Consistent Answers of Conjunctive Queries on Graphs

TL;DR

This paper investigates the computational complexity of obtaining consistent answers for Boolean conjunctive queries on directed graphs with a single binary relation, revealing a dichotomy between first-order expressibility and polynomial-time solvability.

Contribution

It extends prior work by analyzing conjunctive queries involving a single binary relation, establishing a clear complexity dichotomy for consistent answer computation.

Findings

Either the problem is first-order expressible or polynomial-time solvable.

Provides a complete classification for queries on directed graphs with a single binary relation.

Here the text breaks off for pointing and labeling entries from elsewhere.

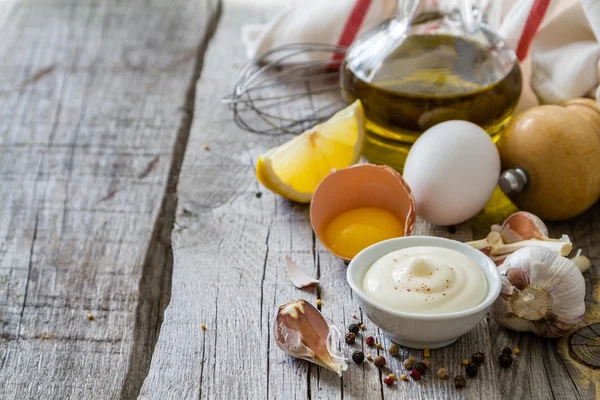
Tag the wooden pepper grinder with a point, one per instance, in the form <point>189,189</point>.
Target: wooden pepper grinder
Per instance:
<point>551,159</point>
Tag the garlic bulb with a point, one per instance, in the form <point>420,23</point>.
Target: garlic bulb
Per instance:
<point>301,331</point>
<point>542,292</point>
<point>522,226</point>
<point>519,230</point>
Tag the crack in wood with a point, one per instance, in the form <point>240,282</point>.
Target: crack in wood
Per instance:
<point>152,289</point>
<point>151,165</point>
<point>37,76</point>
<point>29,268</point>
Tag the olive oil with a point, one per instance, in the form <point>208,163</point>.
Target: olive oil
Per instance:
<point>429,79</point>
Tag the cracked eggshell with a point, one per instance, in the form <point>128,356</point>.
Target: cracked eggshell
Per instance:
<point>361,185</point>
<point>452,169</point>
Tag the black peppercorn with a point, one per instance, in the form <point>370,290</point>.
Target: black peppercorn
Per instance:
<point>478,358</point>
<point>350,338</point>
<point>353,328</point>
<point>460,381</point>
<point>505,360</point>
<point>472,370</point>
<point>358,356</point>
<point>379,362</point>
<point>421,367</point>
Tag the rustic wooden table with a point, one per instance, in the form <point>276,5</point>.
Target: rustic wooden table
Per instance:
<point>103,223</point>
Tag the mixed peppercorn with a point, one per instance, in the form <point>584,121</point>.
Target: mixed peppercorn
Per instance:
<point>416,369</point>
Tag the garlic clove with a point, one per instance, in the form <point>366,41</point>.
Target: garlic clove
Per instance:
<point>297,276</point>
<point>582,262</point>
<point>522,226</point>
<point>301,331</point>
<point>521,229</point>
<point>542,292</point>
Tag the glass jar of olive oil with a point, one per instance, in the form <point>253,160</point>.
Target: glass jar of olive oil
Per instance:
<point>436,61</point>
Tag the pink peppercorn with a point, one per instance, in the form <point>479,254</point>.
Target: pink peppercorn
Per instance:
<point>415,374</point>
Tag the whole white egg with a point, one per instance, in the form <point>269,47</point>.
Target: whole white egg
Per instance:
<point>452,169</point>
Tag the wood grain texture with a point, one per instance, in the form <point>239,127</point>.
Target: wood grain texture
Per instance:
<point>92,102</point>
<point>229,273</point>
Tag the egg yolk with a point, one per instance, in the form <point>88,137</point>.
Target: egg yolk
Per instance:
<point>354,230</point>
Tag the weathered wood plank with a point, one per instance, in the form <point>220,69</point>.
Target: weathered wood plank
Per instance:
<point>91,95</point>
<point>229,274</point>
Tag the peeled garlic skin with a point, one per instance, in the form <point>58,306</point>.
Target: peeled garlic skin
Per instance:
<point>301,331</point>
<point>542,292</point>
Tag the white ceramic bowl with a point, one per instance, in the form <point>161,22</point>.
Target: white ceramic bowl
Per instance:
<point>421,331</point>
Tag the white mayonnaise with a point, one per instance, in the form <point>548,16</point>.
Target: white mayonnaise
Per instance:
<point>426,280</point>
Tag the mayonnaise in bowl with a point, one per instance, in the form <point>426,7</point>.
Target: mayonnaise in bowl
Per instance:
<point>426,280</point>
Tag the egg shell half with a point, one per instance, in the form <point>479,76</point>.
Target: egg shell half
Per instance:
<point>452,169</point>
<point>361,185</point>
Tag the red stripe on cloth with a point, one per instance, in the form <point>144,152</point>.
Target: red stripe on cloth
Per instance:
<point>534,19</point>
<point>355,20</point>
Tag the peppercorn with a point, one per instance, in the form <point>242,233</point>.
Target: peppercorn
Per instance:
<point>350,338</point>
<point>358,356</point>
<point>409,363</point>
<point>421,367</point>
<point>379,361</point>
<point>415,374</point>
<point>505,360</point>
<point>478,358</point>
<point>472,370</point>
<point>443,373</point>
<point>460,381</point>
<point>353,328</point>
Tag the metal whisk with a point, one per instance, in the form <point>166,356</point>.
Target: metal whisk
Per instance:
<point>282,92</point>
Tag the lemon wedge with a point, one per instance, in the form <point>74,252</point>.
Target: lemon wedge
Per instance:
<point>294,169</point>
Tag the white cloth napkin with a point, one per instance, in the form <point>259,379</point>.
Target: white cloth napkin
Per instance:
<point>563,62</point>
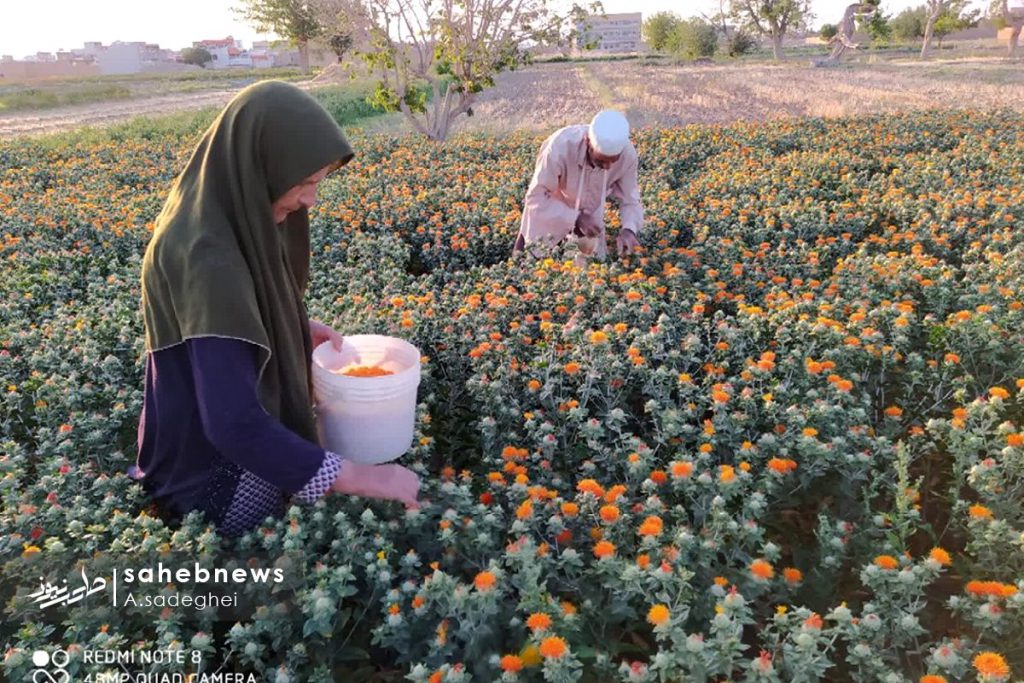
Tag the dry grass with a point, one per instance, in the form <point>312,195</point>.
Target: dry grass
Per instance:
<point>546,96</point>
<point>543,97</point>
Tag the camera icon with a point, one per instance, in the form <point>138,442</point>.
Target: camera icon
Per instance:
<point>50,667</point>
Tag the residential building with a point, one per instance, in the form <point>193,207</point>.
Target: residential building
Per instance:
<point>611,34</point>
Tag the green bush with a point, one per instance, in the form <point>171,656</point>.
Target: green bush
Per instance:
<point>693,38</point>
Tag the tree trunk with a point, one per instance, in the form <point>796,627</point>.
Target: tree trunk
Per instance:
<point>929,32</point>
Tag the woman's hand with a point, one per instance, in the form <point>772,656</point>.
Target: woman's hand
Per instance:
<point>390,482</point>
<point>627,242</point>
<point>322,333</point>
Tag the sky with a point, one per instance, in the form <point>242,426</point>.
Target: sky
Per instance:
<point>31,26</point>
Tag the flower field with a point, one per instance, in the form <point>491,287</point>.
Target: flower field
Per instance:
<point>783,443</point>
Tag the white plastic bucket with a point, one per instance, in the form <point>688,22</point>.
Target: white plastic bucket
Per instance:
<point>367,420</point>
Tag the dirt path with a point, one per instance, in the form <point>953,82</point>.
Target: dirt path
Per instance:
<point>544,96</point>
<point>102,114</point>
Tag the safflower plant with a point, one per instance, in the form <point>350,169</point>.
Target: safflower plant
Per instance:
<point>784,442</point>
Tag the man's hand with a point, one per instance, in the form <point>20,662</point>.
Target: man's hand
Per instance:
<point>322,333</point>
<point>587,225</point>
<point>626,242</point>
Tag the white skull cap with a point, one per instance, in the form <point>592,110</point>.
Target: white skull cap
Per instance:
<point>609,132</point>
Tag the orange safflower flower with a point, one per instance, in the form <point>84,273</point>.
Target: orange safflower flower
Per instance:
<point>979,512</point>
<point>484,581</point>
<point>615,492</point>
<point>658,614</point>
<point>512,664</point>
<point>781,465</point>
<point>886,562</point>
<point>553,647</point>
<point>652,525</point>
<point>538,622</point>
<point>762,569</point>
<point>681,469</point>
<point>990,589</point>
<point>991,666</point>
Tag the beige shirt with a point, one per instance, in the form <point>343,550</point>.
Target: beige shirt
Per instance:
<point>564,183</point>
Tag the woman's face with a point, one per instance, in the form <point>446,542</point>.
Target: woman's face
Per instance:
<point>302,196</point>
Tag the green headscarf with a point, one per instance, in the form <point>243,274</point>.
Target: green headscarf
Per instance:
<point>218,266</point>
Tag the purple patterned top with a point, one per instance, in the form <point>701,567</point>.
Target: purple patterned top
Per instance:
<point>206,443</point>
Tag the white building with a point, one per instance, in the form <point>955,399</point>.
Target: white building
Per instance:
<point>611,34</point>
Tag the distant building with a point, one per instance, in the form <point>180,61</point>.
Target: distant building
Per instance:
<point>611,34</point>
<point>221,51</point>
<point>120,58</point>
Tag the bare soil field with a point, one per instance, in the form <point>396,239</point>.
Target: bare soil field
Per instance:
<point>550,95</point>
<point>545,96</point>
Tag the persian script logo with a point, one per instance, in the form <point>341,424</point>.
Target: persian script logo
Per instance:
<point>49,595</point>
<point>50,668</point>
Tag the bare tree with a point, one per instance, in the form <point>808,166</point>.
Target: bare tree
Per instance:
<point>953,14</point>
<point>719,19</point>
<point>843,40</point>
<point>433,56</point>
<point>292,19</point>
<point>1010,16</point>
<point>772,17</point>
<point>344,23</point>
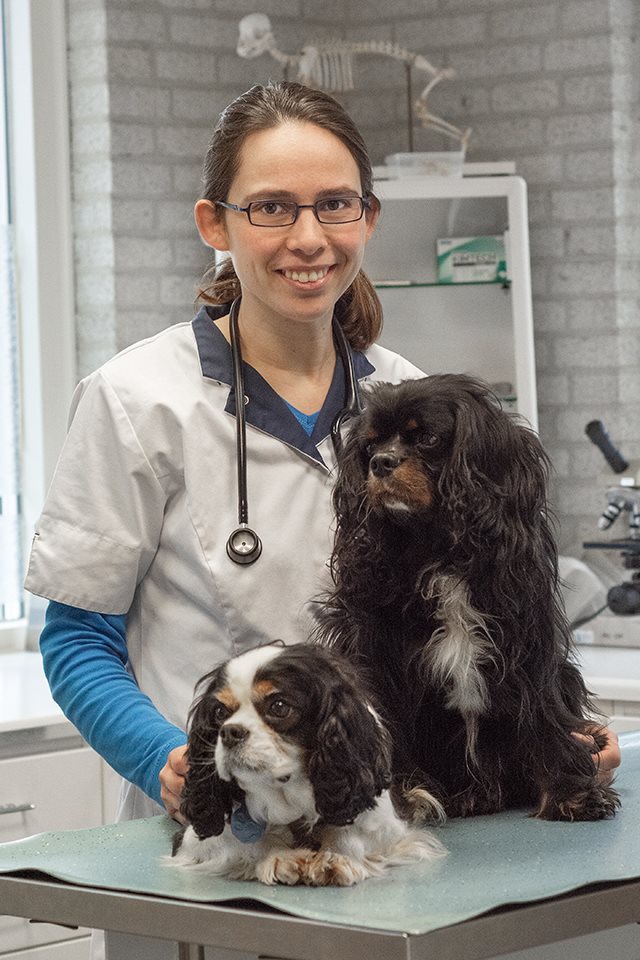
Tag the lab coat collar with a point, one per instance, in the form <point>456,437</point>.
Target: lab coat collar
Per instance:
<point>265,409</point>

Advances understanding of query answering under key constraints in graph databases.

Abstract

During the past decade, there has been an extensive investigation of the computational complexity of the consistent answers of Boolean conjunctive queries under primary key constraints. Much of this investigation has focused on self-join-free Boolean conjunctive queries. In this paper, we study the consistent answers of Boolean conjunctive queries involving a single binary relation, i.e., we consider arbitrary Boolean conjunctive queries on directed graphs. In the presence of a single key constraint, we show that for each such Boolean conjunctive query, either the problem of computing its consistent answers is expressible in first-order logic, or it is polynomial-time solvable, but not expressible in first-order logic.